Numerical modeling of hyperbolic heat conduction using an explicit TVD scheme

This dissertation presented a numerical solution to two-dimensional hyperbolic heat conduction (HHC) equations using a second-order explicit TVD scheme. For simplicity and comparison, the governing equations were nondimensionalized. The governing equations were also transformed from the physical coordinates to the computational coordinates, so that hyperbolic heat conduction problems of irregular geometry can be solved numerically by the present TVD scheme. The numerical solution of the HHC equations was extended from the Cartesian coordinates to the axisymmetric coordinates, in order to deal with a situation in which a solid surface is subjected to an axisymmetric heat source, or a situation in which heat is transported by wave propagation in an axisymmetric body.; In addition, the influence of temperature-dependent material properties on the thermal wave propagation was investigated in the dissertation. The HHC equations become nonlinear due to the temperature-dependent material properties, and were expressed in a vector form by assuming material properties locally constant.
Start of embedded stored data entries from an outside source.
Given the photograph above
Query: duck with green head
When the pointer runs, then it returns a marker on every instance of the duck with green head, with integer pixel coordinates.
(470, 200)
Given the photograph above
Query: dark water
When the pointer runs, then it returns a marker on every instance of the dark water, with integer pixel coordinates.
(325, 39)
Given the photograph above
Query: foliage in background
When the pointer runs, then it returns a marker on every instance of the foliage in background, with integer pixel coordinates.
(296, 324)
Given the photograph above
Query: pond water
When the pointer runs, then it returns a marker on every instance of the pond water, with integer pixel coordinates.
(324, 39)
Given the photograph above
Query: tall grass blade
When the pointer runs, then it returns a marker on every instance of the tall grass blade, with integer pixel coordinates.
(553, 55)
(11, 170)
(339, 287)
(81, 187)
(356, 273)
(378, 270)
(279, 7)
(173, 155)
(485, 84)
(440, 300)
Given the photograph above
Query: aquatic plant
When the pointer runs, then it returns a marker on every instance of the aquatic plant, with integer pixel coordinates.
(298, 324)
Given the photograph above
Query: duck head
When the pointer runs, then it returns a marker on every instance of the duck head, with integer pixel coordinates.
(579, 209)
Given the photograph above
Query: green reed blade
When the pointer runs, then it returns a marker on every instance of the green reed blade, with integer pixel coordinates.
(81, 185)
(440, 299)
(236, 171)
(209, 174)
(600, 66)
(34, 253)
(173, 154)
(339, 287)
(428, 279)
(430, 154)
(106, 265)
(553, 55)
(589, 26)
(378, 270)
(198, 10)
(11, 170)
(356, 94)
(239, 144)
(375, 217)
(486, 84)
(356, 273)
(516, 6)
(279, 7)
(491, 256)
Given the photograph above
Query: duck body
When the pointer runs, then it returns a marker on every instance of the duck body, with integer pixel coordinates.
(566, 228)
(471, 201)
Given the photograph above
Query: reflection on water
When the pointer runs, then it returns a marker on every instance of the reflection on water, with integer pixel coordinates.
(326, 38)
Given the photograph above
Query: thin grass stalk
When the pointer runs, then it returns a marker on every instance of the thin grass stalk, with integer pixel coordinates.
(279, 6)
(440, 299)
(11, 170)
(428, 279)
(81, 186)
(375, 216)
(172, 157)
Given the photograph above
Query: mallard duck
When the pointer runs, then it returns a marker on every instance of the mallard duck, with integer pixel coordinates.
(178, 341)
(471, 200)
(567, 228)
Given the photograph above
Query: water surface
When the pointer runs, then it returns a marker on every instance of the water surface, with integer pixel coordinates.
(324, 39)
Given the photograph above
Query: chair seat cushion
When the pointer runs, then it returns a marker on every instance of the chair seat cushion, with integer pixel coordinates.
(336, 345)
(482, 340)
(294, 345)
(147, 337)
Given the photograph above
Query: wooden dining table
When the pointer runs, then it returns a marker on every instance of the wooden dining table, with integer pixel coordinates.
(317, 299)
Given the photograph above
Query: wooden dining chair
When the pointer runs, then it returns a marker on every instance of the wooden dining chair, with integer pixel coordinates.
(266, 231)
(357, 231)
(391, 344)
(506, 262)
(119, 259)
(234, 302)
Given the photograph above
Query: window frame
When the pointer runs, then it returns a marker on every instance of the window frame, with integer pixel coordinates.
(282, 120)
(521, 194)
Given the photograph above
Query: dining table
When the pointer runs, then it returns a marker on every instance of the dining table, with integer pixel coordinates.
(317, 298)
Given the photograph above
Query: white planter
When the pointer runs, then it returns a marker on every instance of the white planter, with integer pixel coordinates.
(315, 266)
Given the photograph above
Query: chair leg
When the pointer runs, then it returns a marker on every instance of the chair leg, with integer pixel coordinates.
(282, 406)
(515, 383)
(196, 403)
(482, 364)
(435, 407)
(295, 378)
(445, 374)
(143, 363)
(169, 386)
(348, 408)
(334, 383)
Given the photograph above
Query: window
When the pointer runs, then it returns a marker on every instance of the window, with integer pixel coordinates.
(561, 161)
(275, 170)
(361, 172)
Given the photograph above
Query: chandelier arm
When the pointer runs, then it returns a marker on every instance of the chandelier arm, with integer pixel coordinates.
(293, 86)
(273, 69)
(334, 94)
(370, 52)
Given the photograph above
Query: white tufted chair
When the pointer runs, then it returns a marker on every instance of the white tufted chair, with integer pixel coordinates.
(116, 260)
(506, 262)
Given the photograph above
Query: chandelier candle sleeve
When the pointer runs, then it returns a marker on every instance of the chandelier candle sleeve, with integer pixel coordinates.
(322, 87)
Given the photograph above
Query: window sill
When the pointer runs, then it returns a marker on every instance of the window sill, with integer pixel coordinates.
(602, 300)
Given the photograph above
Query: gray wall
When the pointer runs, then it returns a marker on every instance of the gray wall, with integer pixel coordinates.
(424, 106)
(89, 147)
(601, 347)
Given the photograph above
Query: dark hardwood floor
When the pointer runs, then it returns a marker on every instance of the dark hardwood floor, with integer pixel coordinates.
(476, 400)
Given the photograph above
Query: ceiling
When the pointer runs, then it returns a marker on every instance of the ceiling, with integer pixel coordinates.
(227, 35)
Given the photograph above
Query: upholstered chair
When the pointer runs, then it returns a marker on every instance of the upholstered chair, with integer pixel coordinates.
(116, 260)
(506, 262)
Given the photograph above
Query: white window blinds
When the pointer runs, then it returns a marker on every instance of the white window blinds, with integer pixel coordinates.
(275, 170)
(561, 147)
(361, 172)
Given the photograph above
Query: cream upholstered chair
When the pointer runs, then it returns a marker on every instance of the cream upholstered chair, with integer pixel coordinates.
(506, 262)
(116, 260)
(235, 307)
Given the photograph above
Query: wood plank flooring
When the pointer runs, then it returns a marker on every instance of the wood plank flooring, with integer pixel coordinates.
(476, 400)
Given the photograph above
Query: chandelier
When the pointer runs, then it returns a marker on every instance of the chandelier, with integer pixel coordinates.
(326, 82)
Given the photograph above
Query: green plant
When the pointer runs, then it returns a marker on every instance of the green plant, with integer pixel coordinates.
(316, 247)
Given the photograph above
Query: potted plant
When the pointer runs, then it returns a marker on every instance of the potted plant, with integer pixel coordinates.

Consequently the thermal wave propagates at a changing speed, and Roe's average was used to calculate the wave speed at the interfaces of control volumes.; The thermal wave propagation in composite materials was studied as well by non-dimensionalize HHC equations in a way such that the material properties can be explicitly appeared in the equations. The interfacial calculations were performed by keeping both temperature and heat flux continuous at the interfaces.; Complicated boundary conditions such as convection and radiation were considered. For convective boundary the unknown temperature was calculated explicitly; for radiation boundary Newton's iteration method was applied to find the boundary temperature. Several numerical examples were employed to investigate the thermal wave phenomenon. As expected, wave reflection was observed due to insulated boundary, converging geometry, and material interface, and wave expansion was shown because of diverging geometry.